This was one of the 5 topics I spoke about at ohgmcon (please see Robots.txt does not have to live there for another one). This idea was originally triggered by Vanessa Fox‘s excellent post on the keylime toolbox blog.
I’d previously believed that the crawl rate setting in Google Search Console couldn’t be used to increase the rate at which Google crawls a website, but only apply limits. This is usually expressed as:
“Only use this if you are experiencing difficulties from Googlebot crawling your site”
or repeatedly and emphatically in the tool itself:
“Don’t limit crawl rate unless Google is slowing down your server.”
Crawl Rate Defaults and SEO
If you scroll through your search console account, you’ll see that there are significant differences in the supplied crawl rates for each site.

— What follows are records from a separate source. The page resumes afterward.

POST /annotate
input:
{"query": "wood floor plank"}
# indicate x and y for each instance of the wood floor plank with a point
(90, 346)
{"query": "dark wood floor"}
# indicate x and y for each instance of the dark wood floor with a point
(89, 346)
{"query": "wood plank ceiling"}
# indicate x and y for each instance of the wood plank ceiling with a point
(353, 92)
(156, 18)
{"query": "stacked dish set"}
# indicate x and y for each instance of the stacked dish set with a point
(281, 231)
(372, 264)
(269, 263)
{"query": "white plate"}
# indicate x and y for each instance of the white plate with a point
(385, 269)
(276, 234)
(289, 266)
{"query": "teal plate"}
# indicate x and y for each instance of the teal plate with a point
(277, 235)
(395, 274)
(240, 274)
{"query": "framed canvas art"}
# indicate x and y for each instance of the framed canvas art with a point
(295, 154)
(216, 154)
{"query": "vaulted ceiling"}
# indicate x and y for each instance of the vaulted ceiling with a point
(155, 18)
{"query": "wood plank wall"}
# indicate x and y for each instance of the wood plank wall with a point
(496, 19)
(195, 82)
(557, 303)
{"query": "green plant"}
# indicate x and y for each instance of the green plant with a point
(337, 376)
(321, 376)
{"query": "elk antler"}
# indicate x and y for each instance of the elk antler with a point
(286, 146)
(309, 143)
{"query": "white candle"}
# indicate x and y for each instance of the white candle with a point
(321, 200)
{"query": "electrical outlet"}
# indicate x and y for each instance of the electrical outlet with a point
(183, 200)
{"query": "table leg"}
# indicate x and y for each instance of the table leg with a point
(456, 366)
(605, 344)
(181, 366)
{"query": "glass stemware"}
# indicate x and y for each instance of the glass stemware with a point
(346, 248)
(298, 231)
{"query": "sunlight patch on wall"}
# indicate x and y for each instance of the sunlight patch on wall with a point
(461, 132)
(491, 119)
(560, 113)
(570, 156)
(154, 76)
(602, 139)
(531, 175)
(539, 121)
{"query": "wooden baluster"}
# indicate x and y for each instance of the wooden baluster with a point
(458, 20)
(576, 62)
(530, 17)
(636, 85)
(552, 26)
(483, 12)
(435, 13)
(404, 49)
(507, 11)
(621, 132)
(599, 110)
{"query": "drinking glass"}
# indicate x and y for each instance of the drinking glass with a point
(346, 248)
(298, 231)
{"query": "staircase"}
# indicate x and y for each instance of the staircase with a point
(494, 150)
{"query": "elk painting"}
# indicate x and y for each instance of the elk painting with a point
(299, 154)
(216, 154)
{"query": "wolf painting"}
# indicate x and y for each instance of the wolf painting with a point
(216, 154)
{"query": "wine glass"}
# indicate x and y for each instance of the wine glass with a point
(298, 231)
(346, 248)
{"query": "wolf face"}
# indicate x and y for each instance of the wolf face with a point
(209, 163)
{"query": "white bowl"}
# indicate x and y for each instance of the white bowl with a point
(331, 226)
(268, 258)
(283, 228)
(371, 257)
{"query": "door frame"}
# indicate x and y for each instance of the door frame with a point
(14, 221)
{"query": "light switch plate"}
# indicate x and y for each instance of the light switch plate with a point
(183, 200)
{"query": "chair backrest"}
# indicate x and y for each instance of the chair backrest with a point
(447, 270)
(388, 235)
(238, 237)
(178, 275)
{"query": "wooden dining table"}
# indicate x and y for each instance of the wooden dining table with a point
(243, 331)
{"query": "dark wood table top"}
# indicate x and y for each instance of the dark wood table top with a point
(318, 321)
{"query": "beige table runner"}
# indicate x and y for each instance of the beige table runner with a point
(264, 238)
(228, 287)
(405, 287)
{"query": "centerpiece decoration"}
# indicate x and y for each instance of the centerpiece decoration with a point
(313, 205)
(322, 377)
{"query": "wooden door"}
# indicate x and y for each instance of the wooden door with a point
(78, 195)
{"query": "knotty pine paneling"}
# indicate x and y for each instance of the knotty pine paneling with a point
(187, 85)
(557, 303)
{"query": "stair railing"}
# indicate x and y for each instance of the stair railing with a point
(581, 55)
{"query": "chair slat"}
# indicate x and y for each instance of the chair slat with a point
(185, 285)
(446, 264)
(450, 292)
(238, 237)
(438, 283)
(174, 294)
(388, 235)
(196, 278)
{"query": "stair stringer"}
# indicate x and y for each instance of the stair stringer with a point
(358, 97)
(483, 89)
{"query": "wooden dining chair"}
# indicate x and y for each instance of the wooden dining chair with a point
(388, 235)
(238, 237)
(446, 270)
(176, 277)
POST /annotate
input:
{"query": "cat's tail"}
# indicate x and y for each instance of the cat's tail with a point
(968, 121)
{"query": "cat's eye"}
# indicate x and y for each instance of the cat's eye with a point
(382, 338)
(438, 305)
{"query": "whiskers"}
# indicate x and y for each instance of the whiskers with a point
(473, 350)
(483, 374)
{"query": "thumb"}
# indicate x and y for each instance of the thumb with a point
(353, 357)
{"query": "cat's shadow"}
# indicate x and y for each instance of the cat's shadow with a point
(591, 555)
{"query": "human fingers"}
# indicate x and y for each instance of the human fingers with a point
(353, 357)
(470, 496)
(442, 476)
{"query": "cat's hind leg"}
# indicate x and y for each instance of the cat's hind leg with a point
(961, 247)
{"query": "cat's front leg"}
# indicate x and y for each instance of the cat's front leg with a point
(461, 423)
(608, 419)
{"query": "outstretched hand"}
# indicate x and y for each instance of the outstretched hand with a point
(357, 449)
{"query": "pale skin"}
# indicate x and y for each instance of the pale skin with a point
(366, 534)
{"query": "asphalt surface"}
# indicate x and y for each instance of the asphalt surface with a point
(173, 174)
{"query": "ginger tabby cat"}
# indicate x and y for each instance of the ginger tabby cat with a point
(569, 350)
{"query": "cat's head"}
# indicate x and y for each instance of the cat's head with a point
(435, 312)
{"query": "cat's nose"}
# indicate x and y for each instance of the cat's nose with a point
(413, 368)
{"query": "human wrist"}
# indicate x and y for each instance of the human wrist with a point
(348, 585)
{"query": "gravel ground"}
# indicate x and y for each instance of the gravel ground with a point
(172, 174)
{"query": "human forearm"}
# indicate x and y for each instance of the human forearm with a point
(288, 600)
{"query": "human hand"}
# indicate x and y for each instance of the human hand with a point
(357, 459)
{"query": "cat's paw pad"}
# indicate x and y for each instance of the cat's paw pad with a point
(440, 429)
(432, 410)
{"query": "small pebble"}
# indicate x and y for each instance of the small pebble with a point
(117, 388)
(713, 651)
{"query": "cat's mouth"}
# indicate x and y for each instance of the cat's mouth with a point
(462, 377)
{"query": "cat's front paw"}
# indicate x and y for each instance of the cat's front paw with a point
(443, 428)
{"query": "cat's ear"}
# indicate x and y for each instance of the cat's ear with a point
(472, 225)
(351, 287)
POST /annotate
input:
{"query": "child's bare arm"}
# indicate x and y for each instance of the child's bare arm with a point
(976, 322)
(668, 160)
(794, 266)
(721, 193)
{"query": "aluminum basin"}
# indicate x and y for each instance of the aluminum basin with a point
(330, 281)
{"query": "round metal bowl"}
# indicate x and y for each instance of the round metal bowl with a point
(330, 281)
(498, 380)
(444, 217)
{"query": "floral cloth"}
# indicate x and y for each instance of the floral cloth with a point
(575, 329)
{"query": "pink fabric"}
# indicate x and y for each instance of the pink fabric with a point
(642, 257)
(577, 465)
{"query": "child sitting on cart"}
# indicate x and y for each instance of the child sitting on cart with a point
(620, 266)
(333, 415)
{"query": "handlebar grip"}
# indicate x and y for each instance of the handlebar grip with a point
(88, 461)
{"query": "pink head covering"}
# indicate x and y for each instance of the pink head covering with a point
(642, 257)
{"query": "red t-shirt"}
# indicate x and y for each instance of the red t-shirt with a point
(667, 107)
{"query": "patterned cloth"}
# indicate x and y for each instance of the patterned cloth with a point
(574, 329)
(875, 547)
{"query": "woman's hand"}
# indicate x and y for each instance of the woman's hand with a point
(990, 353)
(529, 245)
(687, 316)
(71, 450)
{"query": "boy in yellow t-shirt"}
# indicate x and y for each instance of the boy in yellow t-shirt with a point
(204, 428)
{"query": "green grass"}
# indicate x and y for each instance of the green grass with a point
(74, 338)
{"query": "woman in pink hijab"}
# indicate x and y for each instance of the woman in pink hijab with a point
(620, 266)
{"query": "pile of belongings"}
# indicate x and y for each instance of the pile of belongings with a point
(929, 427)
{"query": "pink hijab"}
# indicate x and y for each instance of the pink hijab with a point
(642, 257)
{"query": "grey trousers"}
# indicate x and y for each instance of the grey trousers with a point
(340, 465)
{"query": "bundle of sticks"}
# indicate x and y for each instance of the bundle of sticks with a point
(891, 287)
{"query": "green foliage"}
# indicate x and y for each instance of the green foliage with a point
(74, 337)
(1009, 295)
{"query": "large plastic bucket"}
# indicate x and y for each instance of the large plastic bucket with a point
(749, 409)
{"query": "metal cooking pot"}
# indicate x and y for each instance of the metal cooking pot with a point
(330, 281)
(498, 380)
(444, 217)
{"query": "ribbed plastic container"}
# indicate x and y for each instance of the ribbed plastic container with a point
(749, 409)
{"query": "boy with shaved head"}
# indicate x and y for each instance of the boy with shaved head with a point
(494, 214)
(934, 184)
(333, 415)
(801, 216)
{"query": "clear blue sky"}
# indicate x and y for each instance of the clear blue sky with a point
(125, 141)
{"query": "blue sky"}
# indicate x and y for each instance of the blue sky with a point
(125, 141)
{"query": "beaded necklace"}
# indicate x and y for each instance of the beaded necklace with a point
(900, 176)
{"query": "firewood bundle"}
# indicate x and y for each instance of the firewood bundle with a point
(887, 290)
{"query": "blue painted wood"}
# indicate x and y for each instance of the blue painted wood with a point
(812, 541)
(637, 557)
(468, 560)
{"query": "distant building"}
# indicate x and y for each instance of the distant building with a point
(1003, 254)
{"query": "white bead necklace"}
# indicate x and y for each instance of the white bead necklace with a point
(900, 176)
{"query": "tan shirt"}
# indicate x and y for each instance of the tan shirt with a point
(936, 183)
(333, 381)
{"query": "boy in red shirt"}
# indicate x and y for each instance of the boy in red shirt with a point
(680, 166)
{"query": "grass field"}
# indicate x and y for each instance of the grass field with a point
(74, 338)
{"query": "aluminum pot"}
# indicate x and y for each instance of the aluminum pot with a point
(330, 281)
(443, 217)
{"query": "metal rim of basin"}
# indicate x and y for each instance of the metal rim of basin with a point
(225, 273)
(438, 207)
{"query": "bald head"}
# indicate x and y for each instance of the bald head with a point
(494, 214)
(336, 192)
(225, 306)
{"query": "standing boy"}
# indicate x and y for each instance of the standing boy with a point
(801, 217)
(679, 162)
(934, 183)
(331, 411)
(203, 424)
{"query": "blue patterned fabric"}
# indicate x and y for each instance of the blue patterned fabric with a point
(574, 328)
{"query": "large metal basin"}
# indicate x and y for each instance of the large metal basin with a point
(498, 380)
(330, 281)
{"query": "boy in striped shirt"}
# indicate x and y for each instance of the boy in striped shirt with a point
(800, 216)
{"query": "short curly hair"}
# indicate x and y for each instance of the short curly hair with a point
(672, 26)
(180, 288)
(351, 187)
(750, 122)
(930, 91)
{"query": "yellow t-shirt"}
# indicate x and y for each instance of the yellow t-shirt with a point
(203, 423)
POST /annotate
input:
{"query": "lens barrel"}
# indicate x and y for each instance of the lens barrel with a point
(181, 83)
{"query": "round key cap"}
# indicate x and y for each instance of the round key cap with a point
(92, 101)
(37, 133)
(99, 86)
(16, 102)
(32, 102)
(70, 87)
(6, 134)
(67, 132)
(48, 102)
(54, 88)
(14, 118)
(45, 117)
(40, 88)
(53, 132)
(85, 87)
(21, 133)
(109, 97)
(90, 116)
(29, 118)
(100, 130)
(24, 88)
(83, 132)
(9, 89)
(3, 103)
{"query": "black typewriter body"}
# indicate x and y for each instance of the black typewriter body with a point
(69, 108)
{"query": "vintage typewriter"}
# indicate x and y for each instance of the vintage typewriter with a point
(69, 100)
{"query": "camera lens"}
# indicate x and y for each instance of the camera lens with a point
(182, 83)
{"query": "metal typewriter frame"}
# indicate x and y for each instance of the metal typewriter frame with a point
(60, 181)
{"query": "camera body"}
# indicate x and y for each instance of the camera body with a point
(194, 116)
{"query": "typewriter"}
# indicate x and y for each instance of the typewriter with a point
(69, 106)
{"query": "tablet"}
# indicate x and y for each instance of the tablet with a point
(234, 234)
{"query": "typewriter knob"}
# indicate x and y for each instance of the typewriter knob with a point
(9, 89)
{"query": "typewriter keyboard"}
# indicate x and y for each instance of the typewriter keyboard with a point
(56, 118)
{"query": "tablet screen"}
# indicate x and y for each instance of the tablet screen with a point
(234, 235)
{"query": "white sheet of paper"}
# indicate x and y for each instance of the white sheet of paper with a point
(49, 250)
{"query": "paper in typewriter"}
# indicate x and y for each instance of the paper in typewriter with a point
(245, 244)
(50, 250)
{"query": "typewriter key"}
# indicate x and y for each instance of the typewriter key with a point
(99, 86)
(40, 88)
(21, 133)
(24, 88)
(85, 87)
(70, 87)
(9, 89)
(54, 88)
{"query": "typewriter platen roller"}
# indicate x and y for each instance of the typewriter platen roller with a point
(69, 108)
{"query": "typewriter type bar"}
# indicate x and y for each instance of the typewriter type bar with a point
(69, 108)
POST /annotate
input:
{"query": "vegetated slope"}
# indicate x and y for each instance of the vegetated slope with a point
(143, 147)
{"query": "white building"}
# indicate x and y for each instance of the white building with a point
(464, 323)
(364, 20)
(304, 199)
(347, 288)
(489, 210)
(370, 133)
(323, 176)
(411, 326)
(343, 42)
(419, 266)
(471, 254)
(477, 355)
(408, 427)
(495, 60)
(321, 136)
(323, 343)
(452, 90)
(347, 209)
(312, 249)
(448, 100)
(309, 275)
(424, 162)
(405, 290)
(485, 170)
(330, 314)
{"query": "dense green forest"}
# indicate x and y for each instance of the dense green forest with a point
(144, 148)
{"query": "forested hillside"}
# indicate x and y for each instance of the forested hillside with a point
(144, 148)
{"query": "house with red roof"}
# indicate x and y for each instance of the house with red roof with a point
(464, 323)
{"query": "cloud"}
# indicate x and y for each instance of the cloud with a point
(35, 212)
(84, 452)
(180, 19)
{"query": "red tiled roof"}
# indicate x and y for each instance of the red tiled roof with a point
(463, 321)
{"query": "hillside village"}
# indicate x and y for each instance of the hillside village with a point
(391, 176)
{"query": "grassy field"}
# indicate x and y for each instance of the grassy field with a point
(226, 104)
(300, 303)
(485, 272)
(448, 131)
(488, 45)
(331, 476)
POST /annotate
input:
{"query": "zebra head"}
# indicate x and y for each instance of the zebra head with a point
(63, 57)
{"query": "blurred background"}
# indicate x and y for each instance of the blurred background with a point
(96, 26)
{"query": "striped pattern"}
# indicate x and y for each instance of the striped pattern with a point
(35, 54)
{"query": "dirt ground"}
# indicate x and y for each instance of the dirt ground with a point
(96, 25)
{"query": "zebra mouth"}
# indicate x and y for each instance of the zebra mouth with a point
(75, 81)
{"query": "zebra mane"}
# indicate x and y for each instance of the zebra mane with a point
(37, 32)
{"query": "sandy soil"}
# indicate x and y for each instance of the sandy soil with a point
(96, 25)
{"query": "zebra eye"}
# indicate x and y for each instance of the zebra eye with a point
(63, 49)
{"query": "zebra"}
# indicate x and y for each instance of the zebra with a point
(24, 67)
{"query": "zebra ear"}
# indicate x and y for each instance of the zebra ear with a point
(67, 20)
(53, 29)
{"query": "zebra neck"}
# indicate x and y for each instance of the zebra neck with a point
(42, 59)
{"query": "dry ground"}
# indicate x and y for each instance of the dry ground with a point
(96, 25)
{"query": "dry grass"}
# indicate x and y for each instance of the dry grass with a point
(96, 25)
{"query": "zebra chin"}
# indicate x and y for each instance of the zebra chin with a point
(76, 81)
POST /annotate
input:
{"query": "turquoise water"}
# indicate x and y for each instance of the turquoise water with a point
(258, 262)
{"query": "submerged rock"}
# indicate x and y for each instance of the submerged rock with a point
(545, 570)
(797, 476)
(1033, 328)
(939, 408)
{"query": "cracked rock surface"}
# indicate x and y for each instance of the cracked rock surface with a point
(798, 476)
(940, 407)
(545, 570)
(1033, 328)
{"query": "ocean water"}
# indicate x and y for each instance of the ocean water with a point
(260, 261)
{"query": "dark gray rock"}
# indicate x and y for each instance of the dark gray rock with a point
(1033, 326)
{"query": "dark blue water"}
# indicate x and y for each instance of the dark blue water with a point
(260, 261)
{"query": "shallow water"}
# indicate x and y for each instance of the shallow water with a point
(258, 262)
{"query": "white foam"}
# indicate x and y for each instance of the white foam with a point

Here are the crawl rate defaults for an Ecommerce site (default, min, max):
And here are the crawl rate defaults for a High Quality SEO blog:
My understanding is that these aren’t real numbers but averages split into buckets. The buckets represent ranges. Actual crawling is way more dynamic and responsive than these buckets suggest, but they’re useful nonetheless. Sites in different buckets are crawled at significantly different frequencies.
The number shown on your bucket isn’t really indicative of your current crawl rate at all but an average of the bucket the site falls into, on average. An average of averages. My understanding is also wrong.
“Don’t limit crawl rate unless Google is slowing down your server.”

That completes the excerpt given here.